I follow her into the kitchen as she continues talking. “Monica’s not here right now. She ran to the store for garlic bread. Want something to drink?”
“Sure, thanks,” I say. It’s hot in the kitchen. I feel a wave of nausea the minute I step inside. Something’s making me feel sick—it’s the onions or the garlic. My stomach rumbles. I sit down on a stool near the counter, and she hands me a pop in a juice glass. I take a tentative sip and watch as she chops green peppers.
She asks about my parents and Matt, then starts blabbering about the weather and some cruise she’s thinking of taking with Steve, so I nod and smile and hope that if I don’t move, the nausea will pass and I can leave. She’s talking about her yoga studio and how she’s thinking of painting the walls when Kyle comes in the back door, carrying a navy canvas bag over his shoulder.
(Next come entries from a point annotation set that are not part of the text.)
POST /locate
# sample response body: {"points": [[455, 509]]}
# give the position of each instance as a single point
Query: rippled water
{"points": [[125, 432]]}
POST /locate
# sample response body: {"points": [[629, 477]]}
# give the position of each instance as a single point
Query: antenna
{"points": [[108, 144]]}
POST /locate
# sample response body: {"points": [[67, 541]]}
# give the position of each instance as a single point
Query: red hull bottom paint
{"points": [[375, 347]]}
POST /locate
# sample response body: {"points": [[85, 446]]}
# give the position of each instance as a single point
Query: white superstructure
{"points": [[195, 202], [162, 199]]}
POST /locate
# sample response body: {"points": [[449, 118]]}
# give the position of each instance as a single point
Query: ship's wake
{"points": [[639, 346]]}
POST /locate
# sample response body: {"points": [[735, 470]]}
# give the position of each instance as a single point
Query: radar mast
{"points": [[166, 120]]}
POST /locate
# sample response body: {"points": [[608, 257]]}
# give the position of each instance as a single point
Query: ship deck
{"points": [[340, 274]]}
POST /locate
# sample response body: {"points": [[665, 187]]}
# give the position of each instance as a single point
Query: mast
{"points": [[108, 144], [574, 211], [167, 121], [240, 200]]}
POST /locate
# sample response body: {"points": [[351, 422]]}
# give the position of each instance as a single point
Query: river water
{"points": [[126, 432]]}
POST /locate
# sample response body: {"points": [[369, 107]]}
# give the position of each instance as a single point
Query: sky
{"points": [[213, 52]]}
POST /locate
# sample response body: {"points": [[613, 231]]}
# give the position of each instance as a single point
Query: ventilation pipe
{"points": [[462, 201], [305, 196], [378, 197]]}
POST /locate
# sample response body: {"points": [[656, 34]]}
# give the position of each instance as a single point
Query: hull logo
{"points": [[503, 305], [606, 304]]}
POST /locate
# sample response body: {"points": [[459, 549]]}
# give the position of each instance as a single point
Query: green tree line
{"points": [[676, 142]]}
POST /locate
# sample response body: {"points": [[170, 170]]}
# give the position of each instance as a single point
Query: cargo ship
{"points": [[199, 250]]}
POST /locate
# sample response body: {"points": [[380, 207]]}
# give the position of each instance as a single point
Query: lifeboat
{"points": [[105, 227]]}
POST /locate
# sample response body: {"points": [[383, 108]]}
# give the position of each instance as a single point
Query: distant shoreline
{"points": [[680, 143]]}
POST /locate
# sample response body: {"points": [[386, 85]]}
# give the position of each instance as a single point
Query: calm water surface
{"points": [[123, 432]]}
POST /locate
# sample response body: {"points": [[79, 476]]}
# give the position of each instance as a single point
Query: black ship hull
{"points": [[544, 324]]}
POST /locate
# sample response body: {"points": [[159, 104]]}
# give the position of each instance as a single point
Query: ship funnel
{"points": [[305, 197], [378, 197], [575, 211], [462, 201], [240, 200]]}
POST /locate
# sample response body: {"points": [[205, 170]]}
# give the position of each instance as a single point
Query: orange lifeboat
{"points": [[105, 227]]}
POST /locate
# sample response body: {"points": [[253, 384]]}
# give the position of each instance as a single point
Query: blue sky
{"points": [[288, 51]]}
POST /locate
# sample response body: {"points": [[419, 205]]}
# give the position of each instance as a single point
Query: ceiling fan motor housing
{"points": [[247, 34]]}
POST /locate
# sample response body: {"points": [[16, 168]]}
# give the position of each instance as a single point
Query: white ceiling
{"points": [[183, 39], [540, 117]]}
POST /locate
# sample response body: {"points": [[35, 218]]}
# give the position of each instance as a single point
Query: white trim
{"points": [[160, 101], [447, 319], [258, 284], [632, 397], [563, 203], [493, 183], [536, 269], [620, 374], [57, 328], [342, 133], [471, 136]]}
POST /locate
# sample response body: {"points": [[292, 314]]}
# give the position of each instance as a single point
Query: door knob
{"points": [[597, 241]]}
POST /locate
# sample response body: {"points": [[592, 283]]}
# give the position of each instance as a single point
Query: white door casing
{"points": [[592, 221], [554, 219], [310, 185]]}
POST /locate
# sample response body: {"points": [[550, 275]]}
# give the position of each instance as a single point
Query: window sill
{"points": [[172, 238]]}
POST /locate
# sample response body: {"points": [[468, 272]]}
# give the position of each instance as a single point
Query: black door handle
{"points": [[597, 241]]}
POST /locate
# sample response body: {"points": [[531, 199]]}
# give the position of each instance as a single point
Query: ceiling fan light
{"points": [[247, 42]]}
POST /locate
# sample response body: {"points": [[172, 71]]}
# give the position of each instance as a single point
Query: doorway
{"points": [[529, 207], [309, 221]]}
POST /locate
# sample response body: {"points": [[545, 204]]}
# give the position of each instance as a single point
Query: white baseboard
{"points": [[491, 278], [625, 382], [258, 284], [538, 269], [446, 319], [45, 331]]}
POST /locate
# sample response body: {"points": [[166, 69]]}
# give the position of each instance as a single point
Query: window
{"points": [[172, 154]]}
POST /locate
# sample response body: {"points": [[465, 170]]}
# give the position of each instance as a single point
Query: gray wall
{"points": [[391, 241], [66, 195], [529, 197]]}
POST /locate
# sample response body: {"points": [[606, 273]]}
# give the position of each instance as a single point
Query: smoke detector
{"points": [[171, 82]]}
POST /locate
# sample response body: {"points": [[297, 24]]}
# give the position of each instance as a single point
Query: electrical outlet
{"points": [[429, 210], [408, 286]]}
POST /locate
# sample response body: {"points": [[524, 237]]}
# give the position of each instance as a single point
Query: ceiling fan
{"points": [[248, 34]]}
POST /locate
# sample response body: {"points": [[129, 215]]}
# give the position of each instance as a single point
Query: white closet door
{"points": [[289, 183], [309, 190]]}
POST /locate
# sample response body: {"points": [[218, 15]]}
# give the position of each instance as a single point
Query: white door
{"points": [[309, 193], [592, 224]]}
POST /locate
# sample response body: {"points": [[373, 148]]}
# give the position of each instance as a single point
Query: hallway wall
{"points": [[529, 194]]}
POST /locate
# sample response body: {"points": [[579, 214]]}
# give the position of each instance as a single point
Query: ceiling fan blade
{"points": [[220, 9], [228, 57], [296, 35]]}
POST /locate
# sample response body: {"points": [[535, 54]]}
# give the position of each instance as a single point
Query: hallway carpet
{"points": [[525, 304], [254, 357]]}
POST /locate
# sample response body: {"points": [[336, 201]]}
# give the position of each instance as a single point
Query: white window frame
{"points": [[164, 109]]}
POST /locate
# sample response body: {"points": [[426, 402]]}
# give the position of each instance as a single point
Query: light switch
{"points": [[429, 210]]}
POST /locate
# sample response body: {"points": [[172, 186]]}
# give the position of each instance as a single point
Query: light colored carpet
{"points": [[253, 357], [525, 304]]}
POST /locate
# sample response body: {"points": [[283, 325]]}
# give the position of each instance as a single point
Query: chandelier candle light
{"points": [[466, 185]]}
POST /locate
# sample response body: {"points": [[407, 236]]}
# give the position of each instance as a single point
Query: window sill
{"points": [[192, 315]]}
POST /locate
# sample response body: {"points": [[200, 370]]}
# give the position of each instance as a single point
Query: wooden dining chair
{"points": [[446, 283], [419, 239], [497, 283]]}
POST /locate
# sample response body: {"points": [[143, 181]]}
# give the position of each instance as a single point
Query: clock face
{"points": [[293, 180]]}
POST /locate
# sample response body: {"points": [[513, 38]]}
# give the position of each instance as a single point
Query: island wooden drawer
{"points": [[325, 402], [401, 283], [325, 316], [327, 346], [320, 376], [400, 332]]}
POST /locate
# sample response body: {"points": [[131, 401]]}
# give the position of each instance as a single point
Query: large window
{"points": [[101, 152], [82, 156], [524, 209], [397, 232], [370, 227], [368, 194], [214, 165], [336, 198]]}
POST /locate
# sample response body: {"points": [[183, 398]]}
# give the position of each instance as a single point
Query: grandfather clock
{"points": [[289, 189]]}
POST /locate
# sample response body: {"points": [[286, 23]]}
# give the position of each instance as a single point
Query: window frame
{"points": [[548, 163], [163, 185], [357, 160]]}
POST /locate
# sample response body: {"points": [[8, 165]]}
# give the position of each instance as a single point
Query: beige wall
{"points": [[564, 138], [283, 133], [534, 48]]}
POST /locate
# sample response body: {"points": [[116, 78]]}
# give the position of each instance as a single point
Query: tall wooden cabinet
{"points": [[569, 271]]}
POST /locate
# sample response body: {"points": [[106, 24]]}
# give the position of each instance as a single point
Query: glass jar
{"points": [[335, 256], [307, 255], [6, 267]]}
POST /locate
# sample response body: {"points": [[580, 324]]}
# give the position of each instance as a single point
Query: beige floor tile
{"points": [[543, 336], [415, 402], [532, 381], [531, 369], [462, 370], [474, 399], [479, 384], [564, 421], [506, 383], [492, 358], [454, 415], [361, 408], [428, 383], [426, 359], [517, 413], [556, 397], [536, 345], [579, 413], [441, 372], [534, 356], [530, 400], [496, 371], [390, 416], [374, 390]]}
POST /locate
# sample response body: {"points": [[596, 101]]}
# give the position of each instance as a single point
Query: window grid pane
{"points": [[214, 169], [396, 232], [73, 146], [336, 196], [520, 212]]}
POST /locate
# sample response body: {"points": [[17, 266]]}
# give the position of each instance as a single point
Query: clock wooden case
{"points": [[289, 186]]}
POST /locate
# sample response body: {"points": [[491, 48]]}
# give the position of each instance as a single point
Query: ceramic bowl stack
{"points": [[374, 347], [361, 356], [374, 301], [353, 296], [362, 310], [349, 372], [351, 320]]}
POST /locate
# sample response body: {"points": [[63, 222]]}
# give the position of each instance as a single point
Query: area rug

“Hi,” she says. “Kyle, you remember Ali from the wedding, don’t you? She’s Monica’s friend.”
“Sure,” he says, nodding. “Hi.”
“Kyle’s home for the weekend to study for a big exam he has on Monday. He’s at North
western,” Julie explains. “I hear you’re applying there.”
“Yeah.” I force a smile. My stomach rumbles again. I don’t bother to tell her my new plan that involves Columbia and NYU.
“Maybe you and Monica could drive up some weekend and I’ll show you around the campus,” he says, helping himself to a can of pop. He takes a swig and leans against the counter. “You okay? No offense or anything, but you don’t look so good right now.”
I don’t bother to answer. All of a sudden, I know I’m going to lose it. I clap a hand over my mouth, rush to the bathroom, and puke in the toilet. A few moments later, there’s a knock on the door I didn’t have time to close.
“Are you okay?” asks Kyle, walking right in. I’m still kneeling next to the toilet, thinking about the baby in the photograph. Any other time, I’d be mortified to have him in here, but right now, I couldn’t care less.
“Uh huh” is all I can manage.
Kyle opens a cupboard under the sink and pulls out a washcloth, which he moistens with tap water. “You got a little in your hair,” he says, wiping it away. “You must have caught some bug. Some of my buddies were sick this week, too. One minute they’re fine, and the next thing you know, they’re heaving. Of course, it might have been because they were out partying too much the night before.” He grins.
I wonder how Monica could possibly not like Kyle.
Then Julie comes in and says something about a 24-hour virus going around, and wants to know if she should call my mom. I tell her, “No, don’t bother. I feel better. Really.” And this is how Monica finds us when she finally gets back from the store—me on the floor, Kyle beside me, and Julie leaning against the doorjamb.
“What’s going on?” Monica asks. She gives me a long look.
“Hey, Sis,” Kyle says in mock sweetness. “Nice get-up.”
Monica is wearing black thigh-high stockings, a red plaid miniskirt, and a red sweater with a denim vest. She ignores him altogether.